Ludwig Heinrich von Buddenbrock ( * 18. Februar 1720 in Gurnen in Preußen; † 19. April 1782 in Königsberg in Preußen) war ein königlicher-preußischer Generalmajor, Chef des Infanterie-Regiment Nr. 16 und Ritter des Pour le Merite.

Seine Eltern waren Otto Heinrich von Buddenbrock (* 1667; † 1729) und dessen Frau Louise Charlotte von Hülsen († 1744) aus dem Hause Plehnen verwitwete Stach von Golzheim (heiratete später einen Grafen von Dönhoff). Sein Bruder war der Major Wilhelm Ernst von Buddenbrock.

Laufbahn

Er wurde am 4. März 1740 Seconde-Lieutenant im Infanterie-Regiment Nr. 3. Im Ersten Schlesischen Krieg marschierte er mit den Grenadieren nach Schlesien. 1741 war er mit bei der Belagerung und Einnahme von Glogau. Daraufhin kam er zur Schlacht bei Mollwitz und war bei der Einnahme von Breslau dabei. 1742 geriet er in der Schlacht bei Groß-Jägersdorf in Gefangenschaft. Am Ende des Krieges kam er wieder frei und er kehrte zu seinem Regiment nach Halle zurück. Im Zweiten Schlesischen Krieg marschierte er nach Böhmen und war bei der Einnahme von Prag zugegen. Im Dezember 1744 wurde er Premier-Lieutenant und kämpfte im Winter selben Jahres in Schlesien. Im 1745 focht er im Gefecht bei Habelschwerdt sowie bei Hohenfriedberg und Soor.
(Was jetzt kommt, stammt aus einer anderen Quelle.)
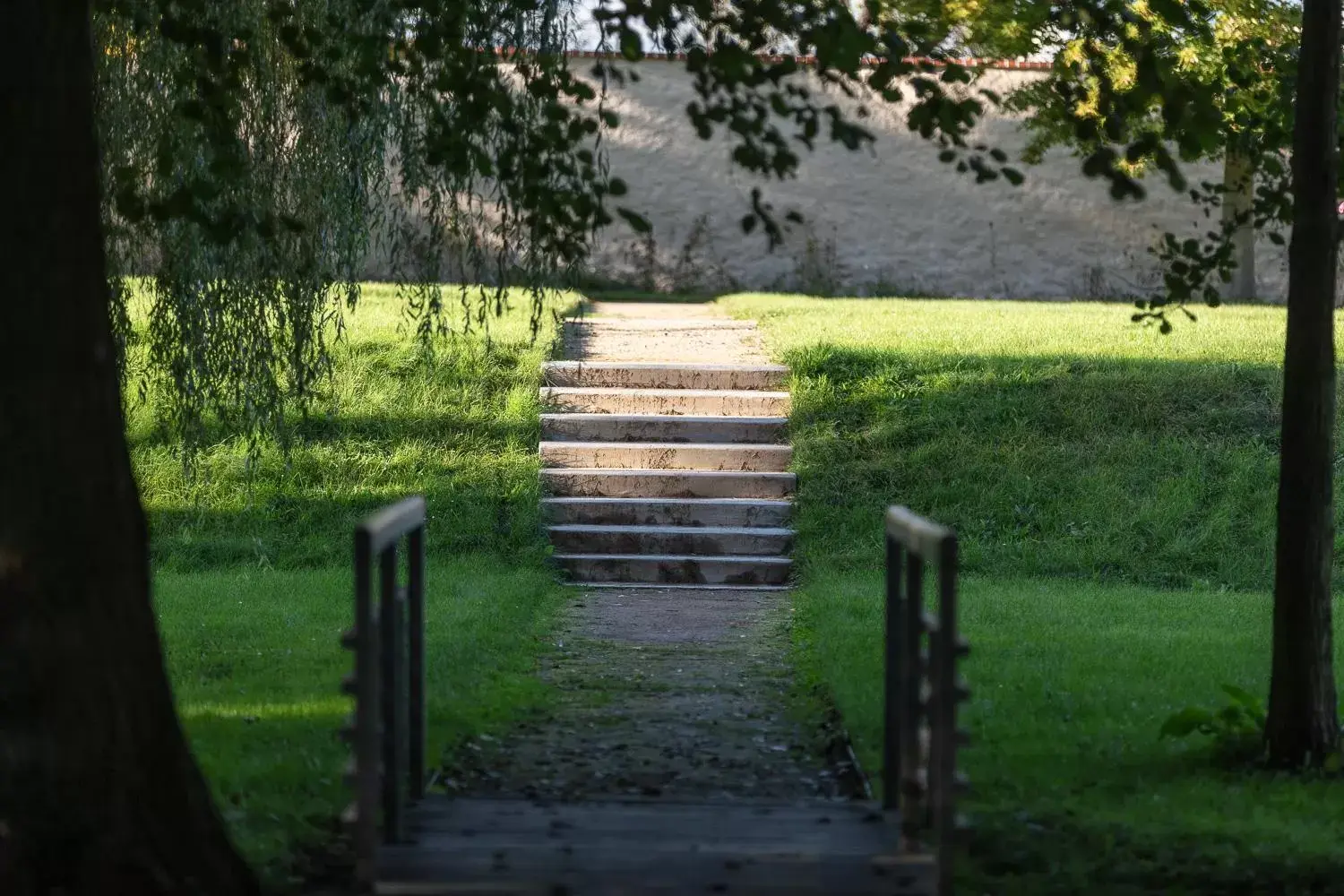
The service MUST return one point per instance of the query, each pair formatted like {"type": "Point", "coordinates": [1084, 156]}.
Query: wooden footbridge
{"type": "Point", "coordinates": [411, 842]}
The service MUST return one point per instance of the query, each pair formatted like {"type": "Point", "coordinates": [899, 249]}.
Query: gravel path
{"type": "Point", "coordinates": [664, 692]}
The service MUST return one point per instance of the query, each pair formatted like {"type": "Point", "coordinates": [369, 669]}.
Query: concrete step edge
{"type": "Point", "coordinates": [704, 503]}
{"type": "Point", "coordinates": [624, 471]}
{"type": "Point", "coordinates": [580, 417]}
{"type": "Point", "coordinates": [659, 392]}
{"type": "Point", "coordinates": [769, 559]}
{"type": "Point", "coordinates": [666, 446]}
{"type": "Point", "coordinates": [667, 366]}
{"type": "Point", "coordinates": [661, 323]}
{"type": "Point", "coordinates": [650, 586]}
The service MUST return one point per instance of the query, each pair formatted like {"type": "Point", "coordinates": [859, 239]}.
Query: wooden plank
{"type": "Point", "coordinates": [559, 866]}
{"type": "Point", "coordinates": [650, 847]}
{"type": "Point", "coordinates": [416, 659]}
{"type": "Point", "coordinates": [366, 748]}
{"type": "Point", "coordinates": [919, 535]}
{"type": "Point", "coordinates": [849, 828]}
{"type": "Point", "coordinates": [392, 522]}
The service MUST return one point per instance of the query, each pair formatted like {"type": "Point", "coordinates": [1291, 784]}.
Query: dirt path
{"type": "Point", "coordinates": [663, 694]}
{"type": "Point", "coordinates": [680, 694]}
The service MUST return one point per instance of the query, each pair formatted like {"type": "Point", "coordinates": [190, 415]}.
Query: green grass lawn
{"type": "Point", "coordinates": [253, 567]}
{"type": "Point", "coordinates": [1113, 490]}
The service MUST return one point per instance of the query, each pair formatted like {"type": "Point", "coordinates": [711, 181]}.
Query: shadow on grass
{"type": "Point", "coordinates": [255, 664]}
{"type": "Point", "coordinates": [1132, 470]}
{"type": "Point", "coordinates": [287, 530]}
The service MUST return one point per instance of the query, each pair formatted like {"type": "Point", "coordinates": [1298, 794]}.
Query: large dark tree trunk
{"type": "Point", "coordinates": [1303, 716]}
{"type": "Point", "coordinates": [99, 793]}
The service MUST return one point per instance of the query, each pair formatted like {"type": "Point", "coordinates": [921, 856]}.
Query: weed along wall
{"type": "Point", "coordinates": [894, 220]}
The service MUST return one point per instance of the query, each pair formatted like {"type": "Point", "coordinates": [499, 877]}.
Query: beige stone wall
{"type": "Point", "coordinates": [900, 220]}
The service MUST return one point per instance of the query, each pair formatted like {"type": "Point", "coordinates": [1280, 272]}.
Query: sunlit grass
{"type": "Point", "coordinates": [1139, 473]}
{"type": "Point", "coordinates": [253, 576]}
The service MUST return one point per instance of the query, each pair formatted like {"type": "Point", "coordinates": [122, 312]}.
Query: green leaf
{"type": "Point", "coordinates": [1246, 700]}
{"type": "Point", "coordinates": [639, 223]}
{"type": "Point", "coordinates": [1190, 719]}
{"type": "Point", "coordinates": [631, 45]}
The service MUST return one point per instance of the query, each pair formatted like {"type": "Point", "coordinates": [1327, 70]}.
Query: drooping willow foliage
{"type": "Point", "coordinates": [255, 152]}
{"type": "Point", "coordinates": [249, 207]}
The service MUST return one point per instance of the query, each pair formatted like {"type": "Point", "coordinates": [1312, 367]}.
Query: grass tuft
{"type": "Point", "coordinates": [253, 564]}
{"type": "Point", "coordinates": [1113, 492]}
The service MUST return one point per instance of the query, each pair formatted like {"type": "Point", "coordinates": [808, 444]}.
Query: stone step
{"type": "Point", "coordinates": [660, 323]}
{"type": "Point", "coordinates": [578, 400]}
{"type": "Point", "coordinates": [666, 484]}
{"type": "Point", "coordinates": [663, 427]}
{"type": "Point", "coordinates": [655, 455]}
{"type": "Point", "coordinates": [675, 568]}
{"type": "Point", "coordinates": [675, 589]}
{"type": "Point", "coordinates": [636, 375]}
{"type": "Point", "coordinates": [667, 511]}
{"type": "Point", "coordinates": [671, 538]}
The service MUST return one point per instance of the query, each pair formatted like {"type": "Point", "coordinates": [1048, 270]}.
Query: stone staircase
{"type": "Point", "coordinates": [669, 473]}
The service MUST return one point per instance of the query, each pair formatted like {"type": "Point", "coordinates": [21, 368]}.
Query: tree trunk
{"type": "Point", "coordinates": [1238, 202]}
{"type": "Point", "coordinates": [1303, 716]}
{"type": "Point", "coordinates": [99, 793]}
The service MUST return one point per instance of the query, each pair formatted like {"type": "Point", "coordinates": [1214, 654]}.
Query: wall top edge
{"type": "Point", "coordinates": [1018, 65]}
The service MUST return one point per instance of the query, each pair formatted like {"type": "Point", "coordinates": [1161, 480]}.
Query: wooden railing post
{"type": "Point", "coordinates": [927, 650]}
{"type": "Point", "coordinates": [387, 728]}
{"type": "Point", "coordinates": [894, 692]}
{"type": "Point", "coordinates": [416, 669]}
{"type": "Point", "coordinates": [365, 731]}
{"type": "Point", "coordinates": [914, 728]}
{"type": "Point", "coordinates": [392, 605]}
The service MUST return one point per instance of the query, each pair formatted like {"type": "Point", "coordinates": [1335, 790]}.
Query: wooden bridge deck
{"type": "Point", "coordinates": [648, 847]}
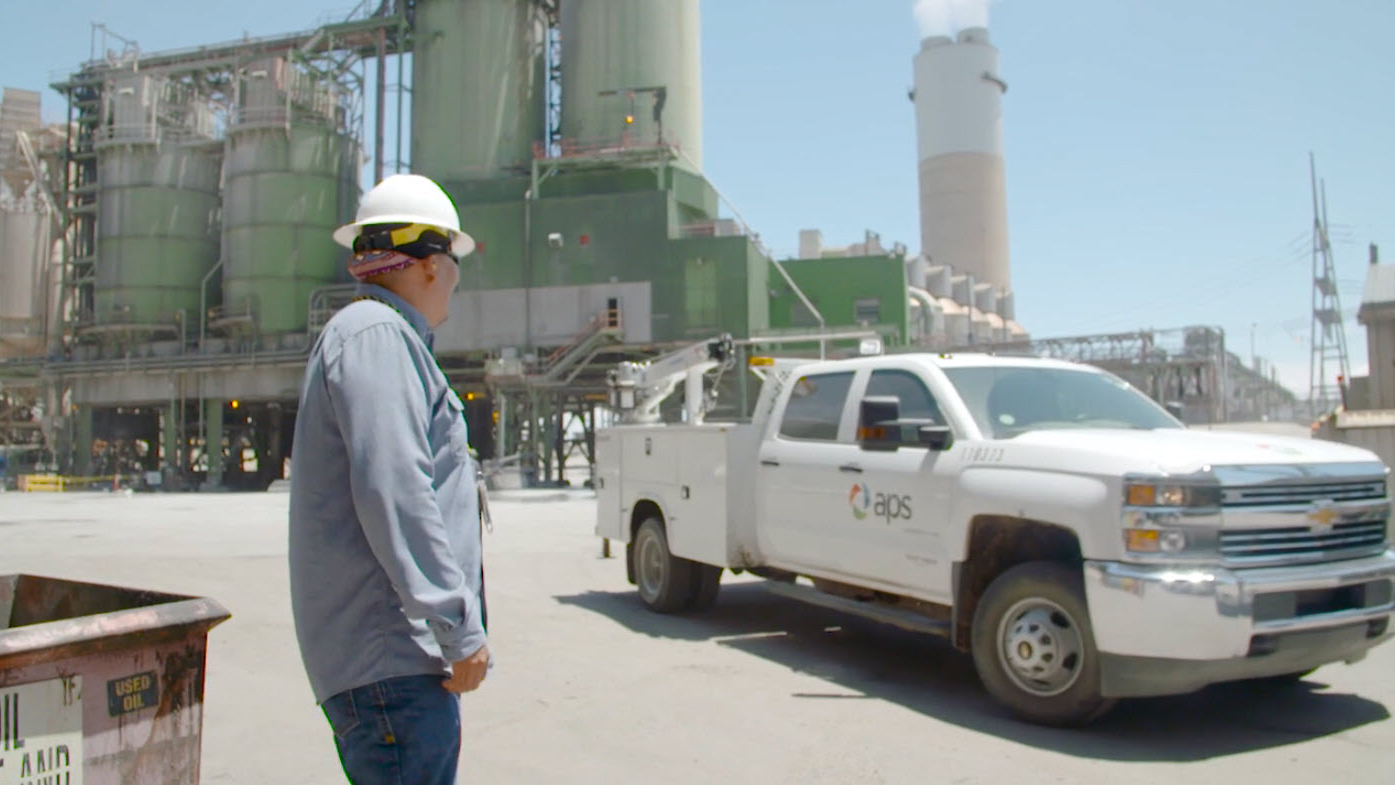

Am 6. Juni 1751 wurde er Stabshauptmann und im Siebenjährigen Krieg nahm er zunächst an der Schlacht bei Lobositz teil. Am 21. Oktober 1756 erhielt er eine eigene Kompanie. Im nachfolgenden Jahr kämpfte er in Prag und Kolin. Das Regiment wurde danach an die Westfront nach Halberstadt verlegt. Er erkrankte und wollte von Naumburg nach Halle als er in Merseburg von den Österreichern gefangen wurde. Er wurde in Krems interniert und kam nach acht Monaten wieder frei. So kam es, dass er im April 1758 wieder bei seinem Regiment war. Am 18. Februar 1759 wurde er zum Major befördert. Am 8. Mai 1759 war er bei den 400 Mann, die die Österreicher bei Asch angriffen. Anschließend kämpfte er in der Schlacht bei Kay. Am 27. Oktober 1759 erhielt er ein Bataillon von Wiedergenesenen, dass er von Schlesien nach Sachsen führte. 1760 war er bei der Belagerung von Dresden als er bei einem Ausfall gefangen genommen wurde. Er kam wieder nach Krems und wurde nach zehn Monaten ausgetauscht. Danach kam er im Mai 1762 zu seinem Regiment, was zu der Zeit bei Kunzendorf stand. Am 22. Juli 1762 konnte er sich beim Angriff auf die Leutmannsdorfer Höhen auszeichnen und erhielt dafür den Pour le Merite.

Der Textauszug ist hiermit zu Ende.